There is a time and a place for everything, but the time and place for data quality (DQ) in data integration (DI) efforts always seems like a thing everyone’s not quite sure about. I have previously blogged about the dangers of waiting until the middle of DI to consider, or become forced to consider, DQ. In hindsight, telling yourself you should have had forethought about DQ amounts to little more than someone telling you “I told you so.” Of course, many a DQ professional, myself included, has told you so. But I digress.Part of the problem of finding the right time and place for DQ is that DI was historically associated with extract, transform and load (ETL) processes, where data is extracted from multiple source systems and transformed into the structures of a single target system into which the data is loaded. ETL as DI invited a source/target mentality where DQ was assumed to be something that happened before DI or after DI. Ignorance of DQ issues being bliss, source data was copied as-is to the target, relying on – or transforming data into – the target’s data type for format consistency (although a lot ended up loaded into free-form text fields).

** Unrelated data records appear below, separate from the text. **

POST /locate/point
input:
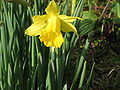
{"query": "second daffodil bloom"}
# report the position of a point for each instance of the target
(50, 25)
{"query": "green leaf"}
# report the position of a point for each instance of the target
(116, 8)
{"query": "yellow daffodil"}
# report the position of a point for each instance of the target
(49, 26)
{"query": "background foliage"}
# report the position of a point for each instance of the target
(90, 61)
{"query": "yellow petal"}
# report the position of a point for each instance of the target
(67, 27)
(39, 19)
(52, 8)
(35, 29)
(68, 18)
(52, 39)
(53, 24)
(52, 36)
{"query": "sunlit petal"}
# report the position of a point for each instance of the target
(35, 29)
(68, 18)
(40, 19)
(67, 27)
(52, 39)
(52, 8)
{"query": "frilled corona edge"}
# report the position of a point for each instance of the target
(49, 26)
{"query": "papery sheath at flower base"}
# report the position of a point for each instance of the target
(49, 26)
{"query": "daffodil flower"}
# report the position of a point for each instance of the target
(50, 25)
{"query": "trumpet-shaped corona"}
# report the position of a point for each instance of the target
(48, 27)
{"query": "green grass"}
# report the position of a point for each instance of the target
(26, 64)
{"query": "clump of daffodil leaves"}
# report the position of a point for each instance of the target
(50, 25)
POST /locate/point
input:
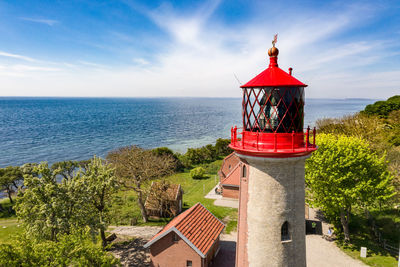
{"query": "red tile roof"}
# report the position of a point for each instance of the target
(197, 226)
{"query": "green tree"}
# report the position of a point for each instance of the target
(344, 172)
(222, 147)
(135, 167)
(75, 249)
(48, 207)
(100, 183)
(10, 178)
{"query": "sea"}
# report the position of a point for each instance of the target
(36, 129)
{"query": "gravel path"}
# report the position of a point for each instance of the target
(321, 252)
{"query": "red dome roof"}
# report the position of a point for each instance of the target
(273, 76)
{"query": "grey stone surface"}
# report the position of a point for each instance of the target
(276, 194)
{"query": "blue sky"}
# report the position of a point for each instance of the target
(194, 48)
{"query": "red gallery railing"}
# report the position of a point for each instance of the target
(273, 144)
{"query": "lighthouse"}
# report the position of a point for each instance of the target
(274, 145)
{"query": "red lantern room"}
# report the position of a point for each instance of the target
(273, 115)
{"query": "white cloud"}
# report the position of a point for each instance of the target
(15, 56)
(203, 57)
(49, 22)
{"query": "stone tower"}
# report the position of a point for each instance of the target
(271, 226)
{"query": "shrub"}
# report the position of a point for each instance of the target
(197, 173)
(76, 249)
(222, 147)
(383, 108)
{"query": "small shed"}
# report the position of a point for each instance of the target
(164, 200)
(190, 240)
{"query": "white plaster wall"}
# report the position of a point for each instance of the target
(276, 194)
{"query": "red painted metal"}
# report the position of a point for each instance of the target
(273, 115)
(273, 76)
(277, 145)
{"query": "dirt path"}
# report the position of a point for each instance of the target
(144, 232)
(321, 252)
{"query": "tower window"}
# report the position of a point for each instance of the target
(174, 237)
(244, 171)
(285, 235)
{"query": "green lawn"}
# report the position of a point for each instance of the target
(125, 206)
(388, 223)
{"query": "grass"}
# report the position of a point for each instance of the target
(125, 206)
(362, 236)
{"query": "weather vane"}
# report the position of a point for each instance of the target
(275, 40)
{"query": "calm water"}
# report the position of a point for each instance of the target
(55, 129)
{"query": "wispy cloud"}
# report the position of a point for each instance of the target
(16, 56)
(49, 22)
(201, 55)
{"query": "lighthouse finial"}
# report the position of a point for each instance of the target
(275, 40)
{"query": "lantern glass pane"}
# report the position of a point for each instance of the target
(273, 109)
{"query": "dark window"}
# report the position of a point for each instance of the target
(174, 237)
(285, 235)
(270, 109)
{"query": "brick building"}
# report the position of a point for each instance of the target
(191, 239)
(164, 200)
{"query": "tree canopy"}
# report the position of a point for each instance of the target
(344, 172)
(135, 167)
(49, 206)
(75, 249)
(10, 178)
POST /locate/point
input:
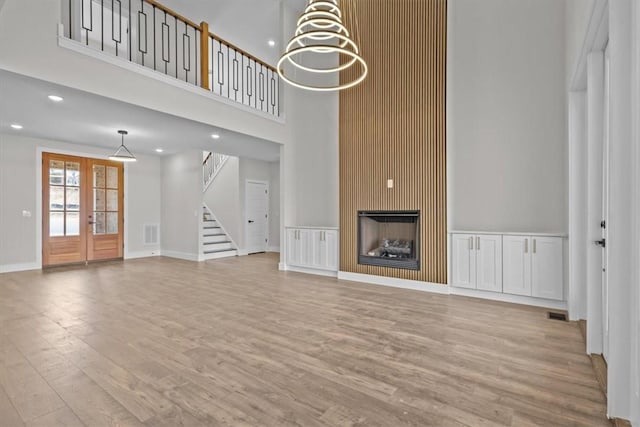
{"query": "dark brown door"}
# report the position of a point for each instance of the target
(83, 215)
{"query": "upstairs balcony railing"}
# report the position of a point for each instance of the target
(149, 34)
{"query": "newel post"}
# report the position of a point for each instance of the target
(204, 55)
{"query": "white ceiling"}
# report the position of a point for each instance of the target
(84, 118)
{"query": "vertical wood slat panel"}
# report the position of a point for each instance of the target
(393, 126)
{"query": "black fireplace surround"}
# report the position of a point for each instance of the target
(389, 239)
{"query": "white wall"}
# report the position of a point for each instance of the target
(181, 204)
(578, 13)
(223, 198)
(47, 61)
(226, 197)
(19, 171)
(507, 123)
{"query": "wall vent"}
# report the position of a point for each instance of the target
(557, 316)
(151, 234)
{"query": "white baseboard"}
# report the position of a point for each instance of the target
(394, 282)
(450, 290)
(11, 268)
(141, 254)
(306, 270)
(514, 299)
(181, 255)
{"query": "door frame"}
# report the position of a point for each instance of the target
(246, 218)
(38, 212)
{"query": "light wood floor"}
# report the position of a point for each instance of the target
(163, 342)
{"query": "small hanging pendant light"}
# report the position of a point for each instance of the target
(123, 154)
(320, 32)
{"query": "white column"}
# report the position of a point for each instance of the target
(577, 296)
(621, 228)
(595, 119)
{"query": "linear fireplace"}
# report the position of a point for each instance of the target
(389, 239)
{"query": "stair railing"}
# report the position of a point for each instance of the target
(150, 34)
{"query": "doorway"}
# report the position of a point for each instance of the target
(83, 209)
(605, 206)
(257, 216)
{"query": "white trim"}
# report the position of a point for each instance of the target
(513, 299)
(305, 270)
(181, 255)
(142, 254)
(246, 220)
(148, 72)
(394, 282)
(11, 268)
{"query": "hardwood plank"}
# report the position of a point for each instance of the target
(162, 342)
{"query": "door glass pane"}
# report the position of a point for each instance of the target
(112, 177)
(56, 172)
(99, 226)
(112, 222)
(98, 176)
(73, 174)
(98, 200)
(56, 224)
(112, 200)
(56, 198)
(73, 223)
(73, 198)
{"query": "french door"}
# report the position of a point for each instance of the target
(82, 207)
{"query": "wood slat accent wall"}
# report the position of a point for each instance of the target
(393, 127)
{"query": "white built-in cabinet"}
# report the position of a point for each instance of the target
(527, 265)
(478, 261)
(312, 248)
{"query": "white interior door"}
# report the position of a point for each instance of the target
(605, 209)
(257, 216)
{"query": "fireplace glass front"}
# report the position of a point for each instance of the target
(389, 239)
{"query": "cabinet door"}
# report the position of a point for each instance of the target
(489, 262)
(547, 268)
(293, 248)
(331, 243)
(305, 242)
(463, 259)
(516, 263)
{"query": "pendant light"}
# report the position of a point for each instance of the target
(122, 154)
(320, 34)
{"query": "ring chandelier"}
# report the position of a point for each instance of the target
(320, 31)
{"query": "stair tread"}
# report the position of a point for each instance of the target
(215, 251)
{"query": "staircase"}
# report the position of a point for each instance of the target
(216, 243)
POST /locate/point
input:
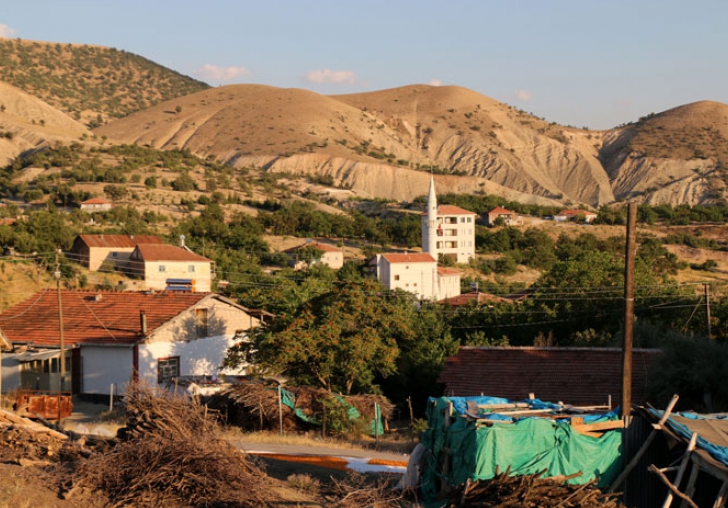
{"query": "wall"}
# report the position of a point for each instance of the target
(154, 279)
(417, 278)
(227, 324)
(103, 365)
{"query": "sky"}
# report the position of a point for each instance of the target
(584, 63)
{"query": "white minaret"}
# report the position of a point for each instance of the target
(429, 233)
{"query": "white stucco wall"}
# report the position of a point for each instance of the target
(417, 278)
(200, 357)
(10, 373)
(201, 273)
(449, 286)
(101, 366)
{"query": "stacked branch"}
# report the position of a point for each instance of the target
(25, 442)
(530, 491)
(172, 456)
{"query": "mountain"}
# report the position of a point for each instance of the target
(383, 144)
(380, 144)
(91, 83)
(28, 123)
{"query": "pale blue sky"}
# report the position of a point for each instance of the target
(594, 63)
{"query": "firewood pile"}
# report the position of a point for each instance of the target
(25, 442)
(530, 491)
(171, 455)
(255, 406)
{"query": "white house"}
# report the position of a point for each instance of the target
(166, 267)
(96, 205)
(448, 230)
(331, 256)
(113, 337)
(575, 216)
(418, 274)
(92, 250)
(509, 218)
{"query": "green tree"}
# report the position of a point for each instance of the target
(340, 340)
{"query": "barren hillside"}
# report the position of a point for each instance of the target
(27, 122)
(383, 144)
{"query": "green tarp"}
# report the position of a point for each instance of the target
(526, 445)
(289, 399)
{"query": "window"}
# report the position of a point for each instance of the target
(167, 369)
(201, 323)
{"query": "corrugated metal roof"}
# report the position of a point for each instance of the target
(579, 376)
(453, 210)
(163, 252)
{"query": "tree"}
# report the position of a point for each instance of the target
(340, 340)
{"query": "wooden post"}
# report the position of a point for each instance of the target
(376, 426)
(706, 289)
(645, 446)
(681, 471)
(446, 456)
(280, 408)
(629, 258)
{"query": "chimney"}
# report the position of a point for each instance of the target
(143, 320)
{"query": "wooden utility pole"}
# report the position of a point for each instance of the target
(630, 251)
(706, 289)
(57, 275)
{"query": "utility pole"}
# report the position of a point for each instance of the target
(57, 275)
(706, 289)
(630, 252)
(629, 258)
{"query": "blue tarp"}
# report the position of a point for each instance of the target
(719, 453)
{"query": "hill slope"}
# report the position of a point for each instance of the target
(27, 122)
(383, 143)
(87, 81)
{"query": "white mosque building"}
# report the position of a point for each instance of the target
(447, 230)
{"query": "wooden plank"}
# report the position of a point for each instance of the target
(594, 427)
(645, 446)
(681, 472)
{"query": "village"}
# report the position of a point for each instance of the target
(173, 333)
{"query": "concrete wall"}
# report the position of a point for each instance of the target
(201, 272)
(101, 366)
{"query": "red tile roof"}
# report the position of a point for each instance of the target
(117, 241)
(408, 258)
(98, 317)
(501, 210)
(574, 213)
(476, 298)
(163, 252)
(579, 376)
(453, 210)
(323, 246)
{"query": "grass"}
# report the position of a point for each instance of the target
(390, 443)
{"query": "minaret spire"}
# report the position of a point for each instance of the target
(432, 225)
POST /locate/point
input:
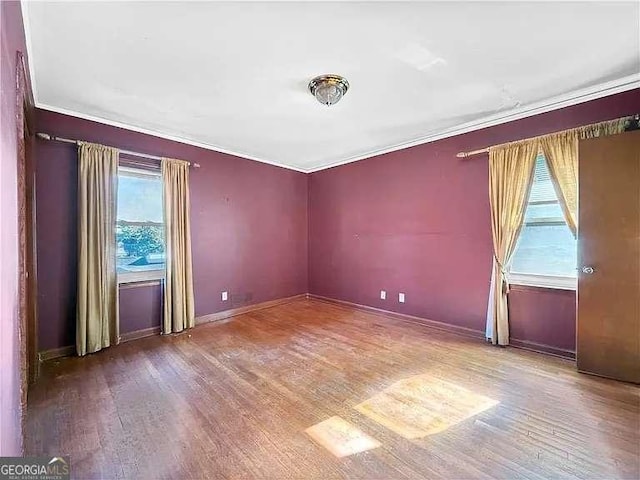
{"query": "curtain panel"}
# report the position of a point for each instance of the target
(510, 178)
(97, 323)
(179, 312)
(561, 153)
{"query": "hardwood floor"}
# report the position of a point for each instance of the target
(234, 400)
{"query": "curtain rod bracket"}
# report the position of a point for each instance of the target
(47, 136)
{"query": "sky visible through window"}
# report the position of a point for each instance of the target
(139, 199)
(546, 245)
(140, 246)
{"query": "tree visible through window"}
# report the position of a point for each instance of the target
(140, 228)
(546, 245)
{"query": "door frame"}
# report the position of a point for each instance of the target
(27, 284)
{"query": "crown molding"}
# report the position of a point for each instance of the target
(154, 133)
(576, 97)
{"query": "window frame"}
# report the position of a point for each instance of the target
(559, 282)
(157, 274)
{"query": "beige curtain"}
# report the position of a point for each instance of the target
(510, 178)
(178, 288)
(561, 152)
(97, 309)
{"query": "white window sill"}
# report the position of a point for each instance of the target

While DI is intended to bring data together to make it more valuable, ETL often simply related data by natural keys (e.g., customer number, account number, product number). Deduplication and consolidation were usually frowned upon because then the number of records extracted from the source would not match the number of records loaded to the target. Data cleansing, standardization, matching and enrichment were DQ functions left to be performed either by source systems before ETL extracts, or by downstream applications after ETL loads.

Master data management (MDM) tools are perhaps the best example of DQ playing a key role in the middle of DI. MDM incorporates standardization, matching (far beyond natural keys), deduplication and consolidation on the multiple disparate definitions of master data entities (parties, products, locations, assets) held in various source systems in order to create and maintain a single version of the truth.

However, to achieve DQ to DI for (pardon that bad pun on “data quality to die for”), we cannot think of the time and place for DQ as before, after or even in the middle of DI. The real problem is not poor integration due to data duplication (and other DQ issues). The real problem is duplicated DQ efforts. Different systems, applications and business units are either using different tools or custom-coding their own bespoke DQ processes. DQ functionality for profiling, parsing, standardizing, matching, consolidating and enriching data has to become reusable services that can be embedded into batch, real-time and streaming processes whenever and wherever data is integrated.